The camp is a research project by the Community Leadership Institute of Kentucky (CLIK), in collaboration with the University of Kentucky Center of Excellence in Rural Health, the Kentucky Office of Rural Health and the UK Center for Clinical and Translational Science.
The project gives insight to researchers into health and health interventions in communities.
Pine Mountain Settlement staff also say it teaches kids how to be self-sufficient through hands-on learning.
Part of what kids learned was the health and economic benefits of farming.
"The entire week these kids have experienced almost every aspect of farming, from seed to table and even marketing," says Preston Jones, Interim Executive Director.
Some of those activities included a mini farmers' market, blending spices, knife techniques, making ice cream, butter and many others.

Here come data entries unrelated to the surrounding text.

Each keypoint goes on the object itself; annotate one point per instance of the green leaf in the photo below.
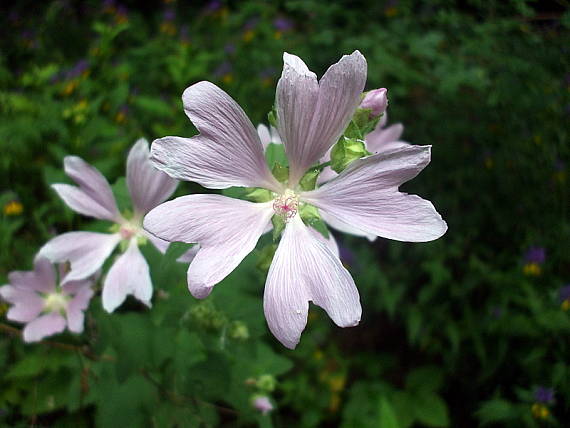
(431, 410)
(280, 172)
(424, 379)
(387, 415)
(496, 410)
(346, 151)
(276, 153)
(311, 217)
(309, 180)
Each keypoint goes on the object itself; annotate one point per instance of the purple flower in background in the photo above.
(564, 293)
(375, 100)
(543, 395)
(262, 404)
(213, 6)
(230, 48)
(45, 306)
(228, 152)
(87, 251)
(282, 24)
(223, 69)
(535, 255)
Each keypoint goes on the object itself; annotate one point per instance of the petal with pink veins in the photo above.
(93, 197)
(365, 196)
(226, 153)
(41, 279)
(86, 251)
(313, 115)
(147, 185)
(378, 140)
(305, 269)
(227, 230)
(129, 275)
(43, 326)
(82, 294)
(27, 304)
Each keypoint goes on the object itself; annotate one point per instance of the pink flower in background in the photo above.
(376, 100)
(87, 251)
(45, 306)
(262, 404)
(312, 115)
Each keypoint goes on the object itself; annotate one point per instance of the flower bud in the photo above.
(262, 404)
(375, 100)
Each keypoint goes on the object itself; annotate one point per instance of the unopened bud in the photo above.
(262, 404)
(375, 100)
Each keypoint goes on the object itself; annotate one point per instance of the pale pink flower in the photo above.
(87, 251)
(381, 140)
(44, 305)
(376, 100)
(263, 404)
(312, 115)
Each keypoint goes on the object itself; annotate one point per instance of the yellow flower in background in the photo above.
(13, 208)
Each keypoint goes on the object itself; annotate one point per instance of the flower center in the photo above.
(55, 302)
(286, 205)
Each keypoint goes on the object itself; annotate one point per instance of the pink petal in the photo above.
(76, 306)
(160, 244)
(147, 185)
(365, 196)
(93, 197)
(312, 116)
(42, 278)
(43, 326)
(345, 228)
(330, 242)
(227, 230)
(226, 153)
(86, 251)
(264, 136)
(129, 275)
(189, 255)
(305, 269)
(27, 305)
(377, 141)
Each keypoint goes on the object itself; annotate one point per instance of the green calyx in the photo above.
(257, 194)
(346, 151)
(362, 123)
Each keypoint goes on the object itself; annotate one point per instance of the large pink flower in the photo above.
(87, 251)
(45, 306)
(312, 115)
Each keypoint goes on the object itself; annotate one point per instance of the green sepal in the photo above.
(346, 151)
(280, 172)
(257, 194)
(272, 117)
(266, 257)
(364, 121)
(275, 153)
(309, 180)
(278, 226)
(311, 217)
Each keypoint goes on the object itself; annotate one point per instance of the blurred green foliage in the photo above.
(457, 332)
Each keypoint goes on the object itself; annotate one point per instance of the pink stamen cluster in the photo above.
(286, 205)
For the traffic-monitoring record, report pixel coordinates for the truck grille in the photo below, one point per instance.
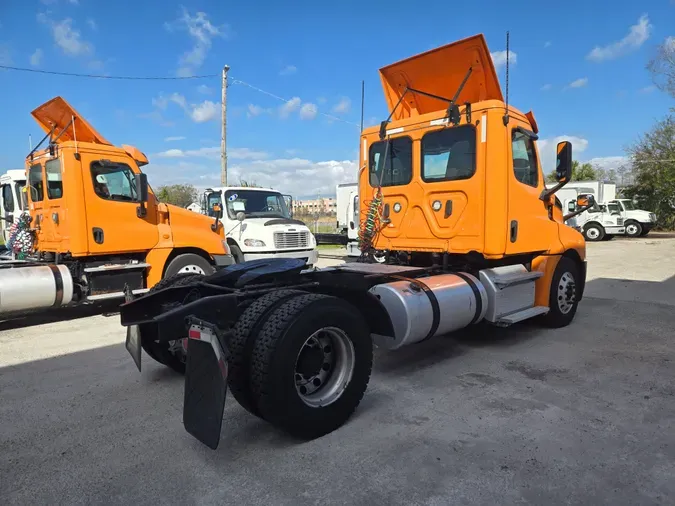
(291, 240)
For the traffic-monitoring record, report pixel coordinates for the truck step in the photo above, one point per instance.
(113, 295)
(519, 316)
(516, 278)
(117, 267)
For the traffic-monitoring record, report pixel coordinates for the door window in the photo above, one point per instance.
(54, 179)
(397, 168)
(114, 181)
(524, 159)
(35, 182)
(449, 154)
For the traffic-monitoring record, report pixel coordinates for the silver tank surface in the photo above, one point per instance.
(426, 307)
(35, 287)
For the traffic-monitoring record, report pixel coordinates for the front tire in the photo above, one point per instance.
(594, 232)
(564, 294)
(311, 364)
(633, 229)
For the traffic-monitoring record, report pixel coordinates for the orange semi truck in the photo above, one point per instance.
(456, 228)
(96, 226)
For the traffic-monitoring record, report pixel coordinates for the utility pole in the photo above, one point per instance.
(223, 135)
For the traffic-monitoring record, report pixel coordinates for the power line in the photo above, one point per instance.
(100, 76)
(175, 78)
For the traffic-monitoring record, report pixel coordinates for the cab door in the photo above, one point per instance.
(112, 200)
(529, 228)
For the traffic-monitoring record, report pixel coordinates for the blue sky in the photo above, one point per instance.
(580, 67)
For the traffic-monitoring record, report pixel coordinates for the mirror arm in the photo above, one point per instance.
(546, 193)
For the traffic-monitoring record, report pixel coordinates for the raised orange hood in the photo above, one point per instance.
(58, 113)
(440, 72)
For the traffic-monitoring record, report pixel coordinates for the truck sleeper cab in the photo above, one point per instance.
(455, 201)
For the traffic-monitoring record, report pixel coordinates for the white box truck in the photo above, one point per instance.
(259, 224)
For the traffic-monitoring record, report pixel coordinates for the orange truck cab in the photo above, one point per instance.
(96, 227)
(458, 178)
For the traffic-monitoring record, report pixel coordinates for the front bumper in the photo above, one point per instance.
(223, 260)
(310, 256)
(615, 230)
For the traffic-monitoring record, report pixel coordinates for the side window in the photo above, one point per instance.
(524, 159)
(397, 168)
(7, 198)
(54, 179)
(449, 154)
(36, 187)
(114, 181)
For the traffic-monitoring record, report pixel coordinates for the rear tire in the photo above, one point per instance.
(244, 334)
(160, 351)
(189, 263)
(633, 229)
(317, 343)
(564, 294)
(594, 232)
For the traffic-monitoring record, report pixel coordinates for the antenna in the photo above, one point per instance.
(508, 53)
(362, 93)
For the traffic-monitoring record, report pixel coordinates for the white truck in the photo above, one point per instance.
(347, 196)
(259, 224)
(637, 222)
(12, 199)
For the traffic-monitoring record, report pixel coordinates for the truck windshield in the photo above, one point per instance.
(256, 204)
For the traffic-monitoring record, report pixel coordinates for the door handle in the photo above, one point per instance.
(98, 235)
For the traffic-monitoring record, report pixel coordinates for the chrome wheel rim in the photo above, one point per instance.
(191, 269)
(567, 293)
(592, 233)
(324, 367)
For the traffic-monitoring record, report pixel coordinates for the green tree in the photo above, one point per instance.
(662, 66)
(181, 195)
(653, 160)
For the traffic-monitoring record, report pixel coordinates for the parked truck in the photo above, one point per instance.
(259, 223)
(347, 196)
(451, 193)
(635, 222)
(13, 199)
(92, 226)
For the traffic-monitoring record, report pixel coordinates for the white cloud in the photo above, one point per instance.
(308, 111)
(637, 35)
(499, 58)
(289, 107)
(36, 57)
(288, 70)
(578, 83)
(286, 174)
(343, 106)
(213, 153)
(202, 32)
(547, 149)
(66, 37)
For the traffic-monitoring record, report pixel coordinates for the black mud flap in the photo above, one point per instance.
(205, 383)
(133, 341)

Volunteers say they hope this week has made a lasting impact on kids, that they will continue to use. Even hoping that one day they will farm and stay in the area to do so, as they get older.
"I'm hoping that they will have a desire set in them to want to pursue growing their own food and raising their own livestock. So, they can use that in their adulthood, and pass that on to their children," says Elizabeth Jones, Farm Camp Volunteer.
The camp coincides with the of the Pine Mountain Settlement School and what staff teaches kids year-round about agriculture and being self-sufficient, through their Farm Institute program.
The camp concluded on Friday with a mini farmers' market, where kids were given "carrot cash" to use at the market and take home food from local farmers.